Mandiant’s Red Team. a security research team of FireEye has recently discovered a vulnerability affecting Android devices that would expose the user’s SMS database and call log to the attackers. This vulnerability has occurred due to a flaw in a software package maintained by Qualcomm.
There are hundreds of models of Android devices that run of Qualcomm, which means millions of devices are vulnerable to this attack. Although the FireEye team says that the newer versions of Android are less vulnerable compared to the older versions, 4.3 and earlier versions.
This vulnerability is called CVE-206-2060, it was introduced when Qualcomm provided new APIs as a part of the “network_manager” system service.
The attacker can exploit the victim’s device in two ways, one is by gaining direct physical access to the unlocked phone and the second one is by installing a malicious app into the victim’s smartphone.
FireEye also wrote in their blog, ” Any application could interact with this API without triggering any alerts. Google Play will likely not flag it as malicious. It’s hard to believe that any antivirus would flag this threat. Additionally, the permission required to perform this is requested by millions of applications, so it wouldn’t tip the user off that something is wrong.”.

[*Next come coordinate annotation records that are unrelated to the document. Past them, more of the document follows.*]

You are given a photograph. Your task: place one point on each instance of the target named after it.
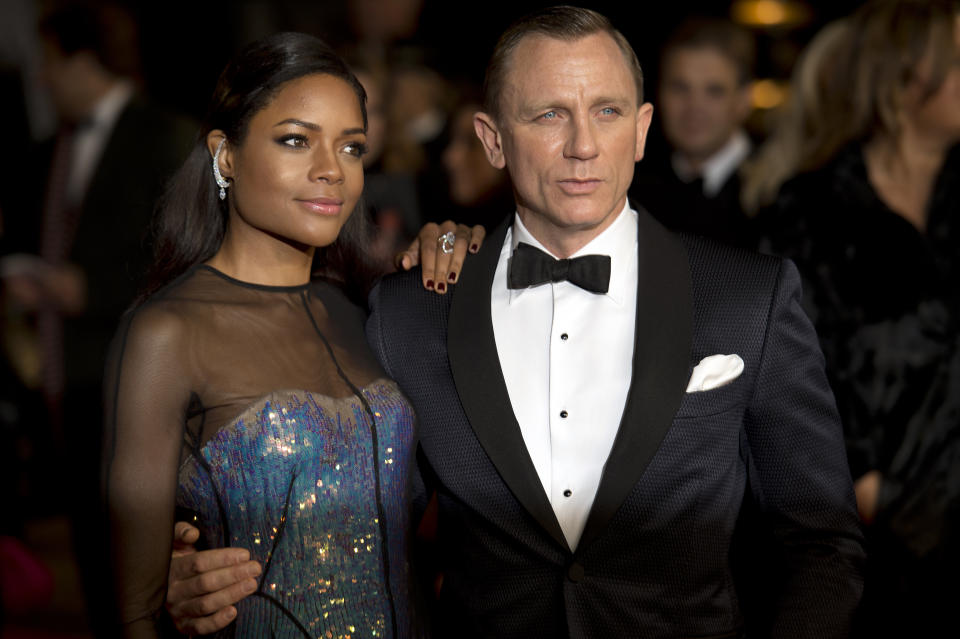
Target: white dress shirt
(719, 167)
(567, 360)
(91, 139)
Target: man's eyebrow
(611, 100)
(306, 125)
(317, 127)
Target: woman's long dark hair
(191, 220)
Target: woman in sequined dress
(242, 390)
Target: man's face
(702, 102)
(569, 132)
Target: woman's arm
(146, 398)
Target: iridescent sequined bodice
(261, 411)
(302, 482)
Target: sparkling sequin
(296, 477)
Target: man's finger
(209, 624)
(442, 260)
(428, 254)
(211, 583)
(477, 235)
(406, 260)
(459, 253)
(190, 565)
(184, 534)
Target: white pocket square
(715, 371)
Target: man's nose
(582, 140)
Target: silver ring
(447, 240)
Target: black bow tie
(529, 266)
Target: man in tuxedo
(598, 397)
(703, 102)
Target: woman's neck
(903, 171)
(259, 258)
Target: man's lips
(578, 186)
(323, 205)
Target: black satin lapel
(483, 393)
(661, 366)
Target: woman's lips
(579, 187)
(323, 206)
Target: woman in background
(876, 233)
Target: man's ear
(644, 116)
(214, 138)
(744, 103)
(489, 134)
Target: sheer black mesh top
(261, 411)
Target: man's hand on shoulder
(204, 585)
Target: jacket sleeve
(799, 477)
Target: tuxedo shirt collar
(719, 167)
(619, 241)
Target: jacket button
(575, 572)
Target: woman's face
(940, 113)
(299, 172)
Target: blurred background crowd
(824, 132)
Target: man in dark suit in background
(113, 152)
(591, 424)
(703, 102)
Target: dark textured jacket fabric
(655, 556)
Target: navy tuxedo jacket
(655, 557)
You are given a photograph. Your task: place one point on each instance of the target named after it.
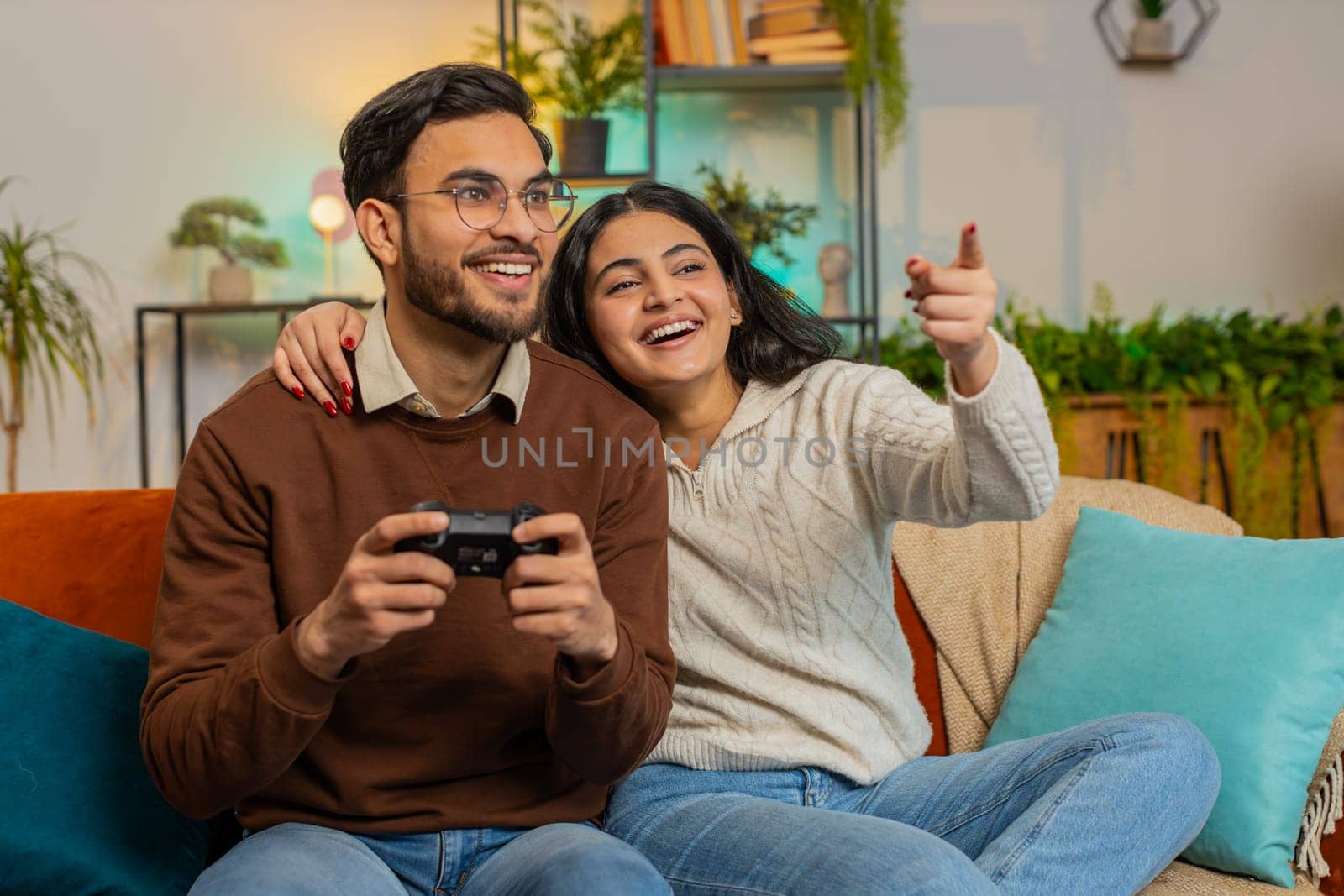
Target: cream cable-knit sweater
(788, 647)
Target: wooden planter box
(1099, 437)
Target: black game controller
(479, 542)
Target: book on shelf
(769, 7)
(702, 31)
(722, 31)
(769, 24)
(815, 39)
(738, 33)
(810, 56)
(675, 33)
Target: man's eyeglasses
(483, 201)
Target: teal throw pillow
(81, 815)
(1245, 637)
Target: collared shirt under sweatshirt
(463, 725)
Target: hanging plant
(759, 222)
(877, 54)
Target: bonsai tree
(877, 54)
(759, 222)
(206, 223)
(575, 67)
(46, 325)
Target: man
(376, 723)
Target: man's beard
(441, 291)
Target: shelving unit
(675, 80)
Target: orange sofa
(93, 559)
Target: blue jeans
(1100, 808)
(555, 860)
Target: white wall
(1216, 183)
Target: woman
(793, 759)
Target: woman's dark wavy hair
(779, 336)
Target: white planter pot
(1151, 39)
(230, 285)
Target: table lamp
(329, 215)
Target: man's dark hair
(779, 336)
(378, 139)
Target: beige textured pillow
(984, 591)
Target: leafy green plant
(577, 69)
(1277, 378)
(759, 222)
(207, 223)
(46, 325)
(877, 54)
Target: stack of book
(701, 33)
(796, 33)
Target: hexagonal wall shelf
(1149, 40)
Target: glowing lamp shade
(331, 217)
(327, 214)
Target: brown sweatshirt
(461, 725)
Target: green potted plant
(759, 222)
(875, 55)
(207, 223)
(46, 325)
(1151, 38)
(580, 71)
(1273, 387)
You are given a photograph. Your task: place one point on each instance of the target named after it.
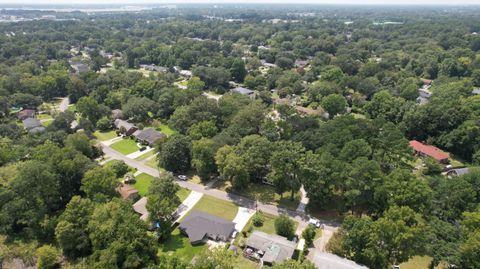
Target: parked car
(314, 222)
(182, 177)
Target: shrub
(284, 226)
(257, 220)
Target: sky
(364, 2)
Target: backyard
(125, 146)
(217, 207)
(264, 193)
(104, 136)
(179, 245)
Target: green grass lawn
(143, 182)
(166, 129)
(264, 193)
(125, 146)
(104, 136)
(421, 262)
(72, 107)
(217, 207)
(146, 155)
(179, 245)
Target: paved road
(237, 199)
(64, 104)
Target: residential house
(33, 126)
(117, 114)
(325, 260)
(125, 127)
(244, 91)
(429, 151)
(269, 248)
(457, 172)
(25, 114)
(141, 208)
(200, 226)
(149, 136)
(79, 68)
(128, 192)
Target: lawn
(217, 207)
(420, 262)
(143, 182)
(264, 193)
(125, 146)
(179, 245)
(104, 136)
(146, 155)
(166, 129)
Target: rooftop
(198, 225)
(276, 248)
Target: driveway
(188, 204)
(301, 218)
(243, 216)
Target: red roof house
(431, 151)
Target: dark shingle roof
(197, 225)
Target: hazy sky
(367, 2)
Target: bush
(47, 257)
(309, 234)
(257, 220)
(118, 167)
(104, 124)
(284, 226)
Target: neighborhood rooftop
(276, 248)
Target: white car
(314, 222)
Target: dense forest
(336, 102)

What that means is that – not the Google Play store nor any anti virus applications will be able to detect the malicious nature of the attackers malicious application.

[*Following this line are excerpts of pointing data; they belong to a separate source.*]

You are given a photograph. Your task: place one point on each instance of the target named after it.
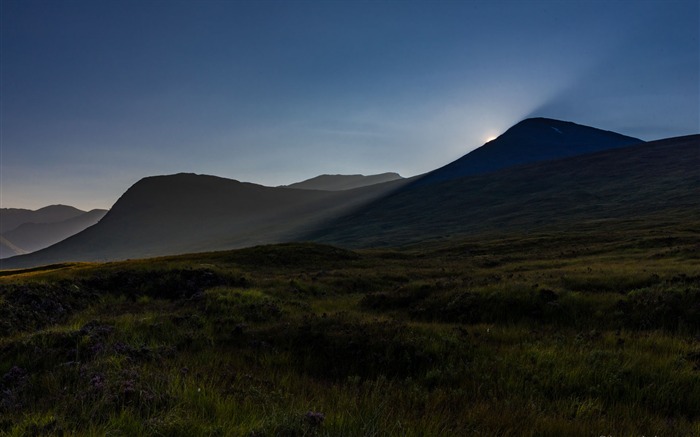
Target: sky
(96, 95)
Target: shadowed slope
(182, 213)
(531, 140)
(10, 218)
(660, 178)
(344, 182)
(35, 236)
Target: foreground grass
(563, 334)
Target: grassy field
(572, 333)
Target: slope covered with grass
(583, 333)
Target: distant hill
(659, 178)
(182, 213)
(489, 189)
(531, 140)
(344, 182)
(31, 237)
(10, 218)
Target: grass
(589, 333)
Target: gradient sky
(98, 94)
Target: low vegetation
(576, 333)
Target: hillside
(344, 182)
(531, 140)
(184, 213)
(31, 237)
(10, 218)
(659, 178)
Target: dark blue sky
(97, 94)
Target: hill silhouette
(30, 237)
(10, 218)
(344, 182)
(659, 178)
(186, 213)
(182, 213)
(531, 140)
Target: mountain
(531, 140)
(182, 213)
(344, 182)
(163, 215)
(7, 248)
(31, 237)
(656, 179)
(10, 218)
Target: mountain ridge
(338, 182)
(530, 140)
(186, 213)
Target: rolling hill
(344, 182)
(31, 237)
(531, 140)
(182, 213)
(659, 178)
(10, 218)
(513, 183)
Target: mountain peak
(531, 140)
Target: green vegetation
(577, 333)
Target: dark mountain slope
(344, 182)
(183, 213)
(531, 140)
(10, 218)
(660, 178)
(35, 236)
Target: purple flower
(313, 418)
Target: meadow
(593, 331)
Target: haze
(96, 96)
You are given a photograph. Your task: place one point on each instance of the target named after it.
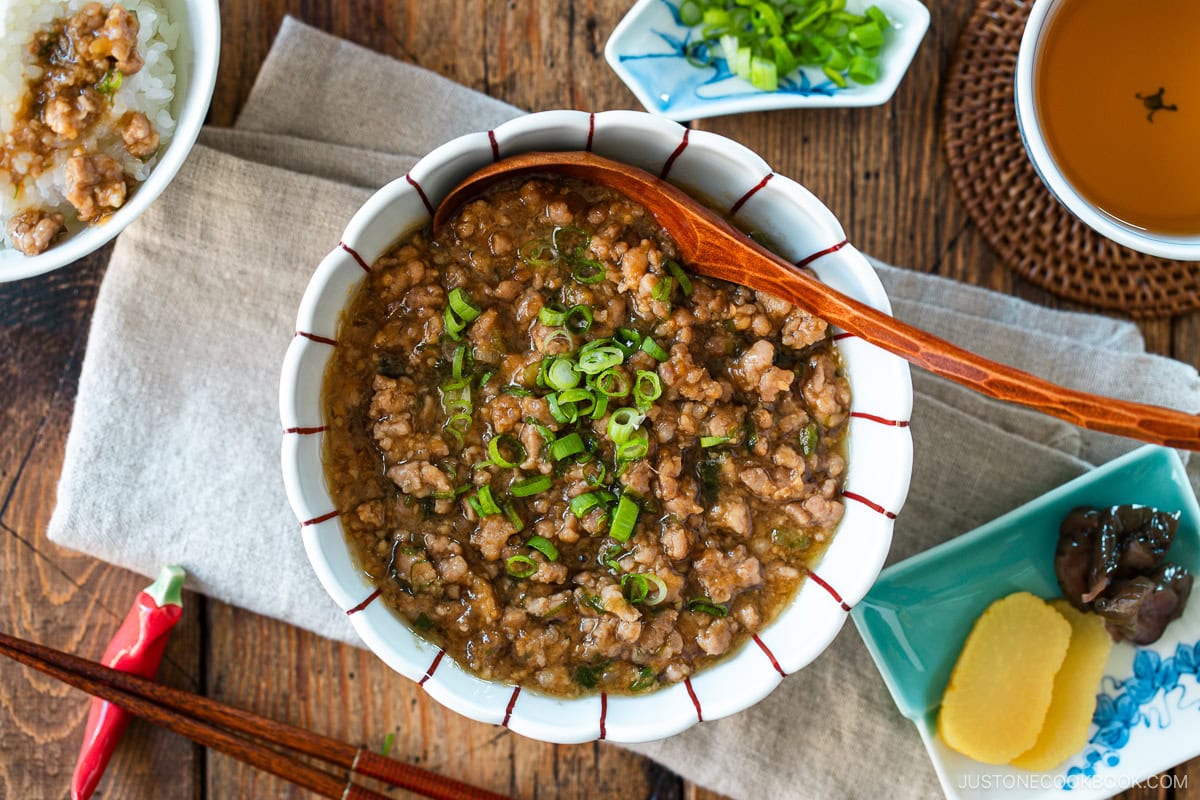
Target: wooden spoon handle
(735, 257)
(714, 247)
(1140, 421)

The FireEye team has also answers a much asked question regarding this issue and that is – Are only Android devices affected?, and this is what they wrote in their blog post, “Since this is an open-source software package developed and made freely available by Qualcomm, people are using the code for a variety of projects, including Cyanogenmod (a fork of Android). The vulnerable APIs have been observed in a Git repository from 2011, indicating that someone was using this code at that time. This will make it particularly difficult to patch all affected devices, if not impossible.”.
Qualcomm has released a patch for this vulnerability but it is expected that not all devices can ever be patched and a lot of devices can be still prone to attacks.